PolarDB-X uses a cost-based optimizer that can search for an optimal execution plan based on the volume of the queried data and the data distribution. For example, the optimizer can adjust the order in which the JOIN operations are performed, select an appropriate join or aggregation algorithm, and disassociate associated subqueries. The quality of the execution plan determines the query efficiency. Query optimization is crucial for Analytical Processing (AP) queries.
Read/write splitting
When a large amount of traffic is involved in online business, the PolarDB-X primary instance is under high pressure caused by data reading and writing. In this case, we recommend that you purchase read-only instances for the PolarDB-X primary instance to route a specified portion of TP read queries from the compute nodes of the primary instance to the data nodes of the read-only instances. This way, read queries is split from write queries and the read pressure on the primary instance is reduced.
After you purchase read-only instances for a primary instance for read/write splitting, a read request can be specified as a strong-consistency read request or a weak-consistency read request.
- Strong-consistency read request: After the read request is routed to the read-only instances, the data that is updated on the primary instance before the read requests are performed can be queried. This provides external strong consistency.
- Weak-consistency read request: After the read request is routed to the read-only instances, only the latest data can be read from the read-only instances. Data reads are delayed due to asynchronous replication between your primary and read-only instances.
You can specify the read SQL statements that are executed on the primary instance by configuring hints. You can also specify a proportion of read and write SQL statements executed on the primary instance in advance. For more information, see Cluster endpoints and read-only routing endpoints.

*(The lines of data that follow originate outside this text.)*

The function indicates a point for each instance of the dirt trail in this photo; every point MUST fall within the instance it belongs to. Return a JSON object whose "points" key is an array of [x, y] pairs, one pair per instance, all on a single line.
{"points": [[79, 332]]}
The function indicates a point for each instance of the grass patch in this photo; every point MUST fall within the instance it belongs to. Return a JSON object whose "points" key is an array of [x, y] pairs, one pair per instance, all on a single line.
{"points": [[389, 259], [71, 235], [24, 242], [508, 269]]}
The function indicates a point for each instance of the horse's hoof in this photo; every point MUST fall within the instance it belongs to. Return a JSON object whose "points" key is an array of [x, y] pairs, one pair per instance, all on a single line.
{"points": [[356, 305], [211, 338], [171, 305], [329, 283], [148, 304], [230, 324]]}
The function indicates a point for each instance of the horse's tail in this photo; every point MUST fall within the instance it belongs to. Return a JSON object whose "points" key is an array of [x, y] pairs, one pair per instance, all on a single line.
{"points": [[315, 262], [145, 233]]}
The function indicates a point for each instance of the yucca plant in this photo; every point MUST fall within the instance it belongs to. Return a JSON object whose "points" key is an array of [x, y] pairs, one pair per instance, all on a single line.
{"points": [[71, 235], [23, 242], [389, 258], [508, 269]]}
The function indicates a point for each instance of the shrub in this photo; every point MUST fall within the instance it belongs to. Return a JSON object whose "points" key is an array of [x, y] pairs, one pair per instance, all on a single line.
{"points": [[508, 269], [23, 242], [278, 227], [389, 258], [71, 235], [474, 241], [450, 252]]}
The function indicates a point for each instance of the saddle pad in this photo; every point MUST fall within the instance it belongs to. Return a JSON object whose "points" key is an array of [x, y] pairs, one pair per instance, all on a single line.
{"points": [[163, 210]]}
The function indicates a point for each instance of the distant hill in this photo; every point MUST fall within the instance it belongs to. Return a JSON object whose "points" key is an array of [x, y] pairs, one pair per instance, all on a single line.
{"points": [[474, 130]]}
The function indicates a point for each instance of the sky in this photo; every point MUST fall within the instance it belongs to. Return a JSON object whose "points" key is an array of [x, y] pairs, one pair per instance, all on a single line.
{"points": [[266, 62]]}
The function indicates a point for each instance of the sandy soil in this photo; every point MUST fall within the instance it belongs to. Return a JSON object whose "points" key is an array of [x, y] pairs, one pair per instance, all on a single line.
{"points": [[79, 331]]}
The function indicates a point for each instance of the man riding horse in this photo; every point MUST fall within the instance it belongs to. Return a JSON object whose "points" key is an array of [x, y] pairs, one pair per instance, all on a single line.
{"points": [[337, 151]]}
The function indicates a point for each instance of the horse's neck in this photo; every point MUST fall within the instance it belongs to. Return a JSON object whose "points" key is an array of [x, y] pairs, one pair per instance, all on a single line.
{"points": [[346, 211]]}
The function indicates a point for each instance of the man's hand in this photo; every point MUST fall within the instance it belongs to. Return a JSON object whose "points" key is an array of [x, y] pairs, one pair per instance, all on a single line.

Intelligent read/write splitting
The performance of TP queries is affected by AP queries. This is one of the main issues in the application of HTAP databases. To resolve this issue, we recommend that you deploy a PolarDB-X read-only instance whose hardware is isolated from that of the primary instance. This minimizes the impact of AP queries on TP queries.
The PolarDB-X optimizer classifies requests into TP workloads and AP workloads based on the estimated costs. AP workloads are rewritten as distributed execution plans and sent to read-only instances. This ensures that AP workloads do not affect TP workloads on the primary instance. This way, read and write queries are intelligently split.
Distributed execution
Each distributed execution plan is divided into multiple stages. The request in each stage is divided into multiple shards. The shards are distributed to multiple compute nodes for execution. Compute nodes are connected by using high-speed networks. In each stage, the calculation result of a subtask is used in other subtasks. In the last stage, the calculation results of all subtasks are collected and sent back to the client that initiates the query.
Globally consistent reads
If the read/write splitting architecture is used, the latency of data replication may cause read-after-write inconsistency. By default, globally consistent reads are supported for the queries routed to PolarDB-X read-only instances. This ensures that the expired data is not read. After data is written to the primary instance, the written data can be read only from the read-only instances.